Volunteers: A tiered strategy should be approached, depending on the level of volunteer engagement.
Primary volunteers: Personal phone call or in-person visit.
General volunteer level: Posted notice on premises and mailed letter.
Event commitments: For events already booked, reach out personally via the appropriately deemed means of communication to confirm who will attend the event (e.g., the resigning or the new leader.) It is best to be proactive about these potential calendar changes as questions will arise once the announcement has been made.
Crafting appropriate messaging for the above communications
Determine the most appropriate individual for the communication. The person transitioning out may make the most sense for donors, but this can also depend on timing. The board chair can also send out communications, if appropriate. Although, sometimes that might not work if it has not been an amicable split. An interim executive director or someone else in a role crucial to the transition might also make sense.
Some considerations to include for the creation of the messaging and the process include:
Develop talking points to provide to staff for communications with visitors and callers to ensure message consistency.
Provide staff with distributed communications, such as the press release, and advise them to also refer constituents to the website, newsletter, or other relevant materials with information about the announcement.
Create a Frequently Asked Questions (FAQs) document for all staff to use for reference.
Create a Who to Call” list as a staff tool to determine where to connect certain calls. For example, media calls might be directed to an interim director whereas donor calls may be to a development person.
Major donors and VIPs: It is very important that these individuals receive the news personally and not through the press or rumors. As noted above, a direct phone call should occur, with a follow-up email. But, for those situations where an individual cannot be reached by telephone, a voicemail should be recorded letting them know there is an announcement and that an email will follow.
Social media and web posting: Social media and web postings should include comments about the new appointment, including pictures and a press release.
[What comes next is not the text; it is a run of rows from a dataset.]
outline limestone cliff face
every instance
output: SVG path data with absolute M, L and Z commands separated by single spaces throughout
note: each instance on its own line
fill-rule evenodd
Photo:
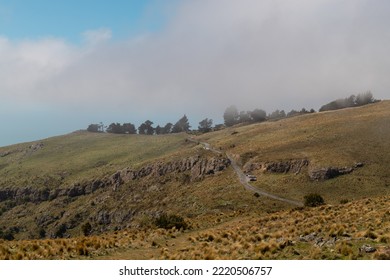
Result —
M 254 170 L 262 170 L 263 172 L 271 173 L 288 173 L 292 172 L 298 174 L 301 172 L 301 169 L 309 165 L 307 159 L 292 159 L 285 161 L 272 161 L 272 162 L 262 162 L 262 163 L 253 163 L 249 162 L 244 166 L 244 172 L 250 173 Z
M 250 173 L 255 170 L 261 170 L 263 172 L 270 173 L 294 173 L 299 174 L 304 167 L 309 167 L 309 160 L 307 159 L 292 159 L 285 161 L 273 161 L 273 162 L 248 162 L 244 165 L 244 172 Z M 353 166 L 345 167 L 310 167 L 308 169 L 308 176 L 313 181 L 329 180 L 341 175 L 349 174 L 356 168 L 363 167 L 364 164 L 359 162 Z
M 25 187 L 5 187 L 0 189 L 0 202 L 14 200 L 17 203 L 53 200 L 57 197 L 77 197 L 88 195 L 101 188 L 112 188 L 116 190 L 126 182 L 139 180 L 142 178 L 159 178 L 167 174 L 189 172 L 191 181 L 201 180 L 205 176 L 215 174 L 225 170 L 230 165 L 230 161 L 223 157 L 203 158 L 193 156 L 171 162 L 157 162 L 146 165 L 138 170 L 130 167 L 118 170 L 111 176 L 97 178 L 82 183 L 75 183 L 69 186 L 62 186 L 56 189 L 42 188 L 36 189 L 30 186 Z

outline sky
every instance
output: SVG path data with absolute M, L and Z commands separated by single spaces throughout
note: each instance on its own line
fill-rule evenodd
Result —
M 0 0 L 0 146 L 389 99 L 390 1 Z

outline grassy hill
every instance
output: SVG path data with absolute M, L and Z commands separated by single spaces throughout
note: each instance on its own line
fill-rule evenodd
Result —
M 194 137 L 221 154 L 187 137 L 80 131 L 0 148 L 0 234 L 16 239 L 0 257 L 388 256 L 390 101 Z M 226 154 L 257 176 L 253 186 L 297 201 L 318 193 L 327 205 L 253 195 Z M 326 172 L 337 174 L 313 175 Z M 190 228 L 156 229 L 162 213 Z M 81 237 L 87 223 L 92 236 Z

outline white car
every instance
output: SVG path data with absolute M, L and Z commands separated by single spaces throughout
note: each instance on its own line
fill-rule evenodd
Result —
M 246 177 L 248 178 L 248 181 L 251 181 L 251 182 L 257 181 L 257 178 L 255 175 L 246 174 Z

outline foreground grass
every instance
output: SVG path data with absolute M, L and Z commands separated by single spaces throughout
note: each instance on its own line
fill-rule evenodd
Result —
M 230 217 L 208 229 L 0 241 L 1 259 L 390 259 L 390 197 Z M 363 245 L 375 248 L 368 253 Z

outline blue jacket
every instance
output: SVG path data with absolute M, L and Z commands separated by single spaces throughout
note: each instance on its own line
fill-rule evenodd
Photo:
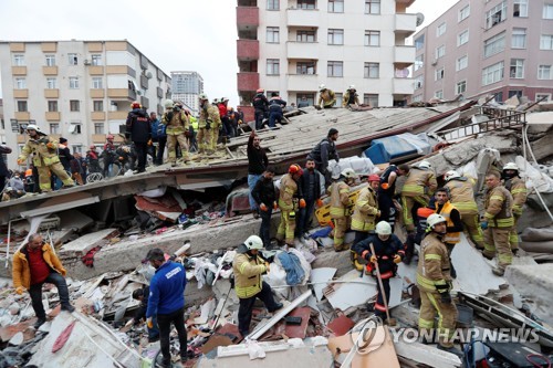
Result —
M 146 318 L 158 314 L 170 314 L 185 306 L 186 271 L 181 264 L 166 262 L 149 283 Z

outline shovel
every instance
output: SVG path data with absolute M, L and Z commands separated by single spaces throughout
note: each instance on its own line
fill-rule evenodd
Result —
M 369 246 L 371 246 L 371 253 L 376 255 L 375 248 L 374 248 L 373 243 L 371 243 Z M 390 316 L 389 316 L 388 298 L 387 298 L 386 292 L 384 291 L 384 284 L 382 282 L 380 269 L 378 267 L 378 262 L 375 262 L 375 267 L 376 267 L 376 276 L 378 277 L 378 285 L 380 286 L 380 292 L 383 294 L 384 307 L 386 308 L 386 319 L 388 320 L 388 326 L 395 326 L 396 318 L 390 318 Z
Establish a timeline calendar for the remaining transition process
The following rough outline is recommended:
Phase I communications: Immediately in process, within same month of decision, with some being more urgent than others. For example, staff, administrators, major donors, and social media must be acted upon immediately.
Phase II communications: Minimum of 30 days following initial announcement.
Phase III communications: Day 1 of new appointment, and throughout following few months.
Phase II communications: Announce the change in leadership
Before the change in position occurs, a more formal acknowledgment should be made thanking the resigning leader for their service. As noted above, consider who is best suited to communicate, e.g., board chair, interim executive director, etc. The messaging should contain the following:
Details of the board meeting date and the decision agreeing with the change in leadership.
When the leader will resign and confirm board approval.
Thank the resigning leader for their service.
Outline specific accomplishments of the leader during his/her tenure.
Include a quote by the outgoing leader to the constituents.
Farewell events will also need to be in the planning stages by this phase and communicated to relevant attendees.
Phase III communications: Reiterate the change and thank former leader
The messaging should focus on the new leader:
Outline the credentials of the incoming leader and include a bio, photo, and social media links.
Highlight relevant experience of the successor.
Include a quote from another leader in the organization about the outgoing leader and/or the arriving leader.
Lay out the transition plan to demonstrate how the outgoing and incoming leaders will coordinate to ensure a smooth transition. Include the timing and dates of when the succession of events and leadership change will occur.
Use the opportunity to reiterate the nonprofit's mission and vision.
Include contact information for questions, such as telephone number, website, and/or email address.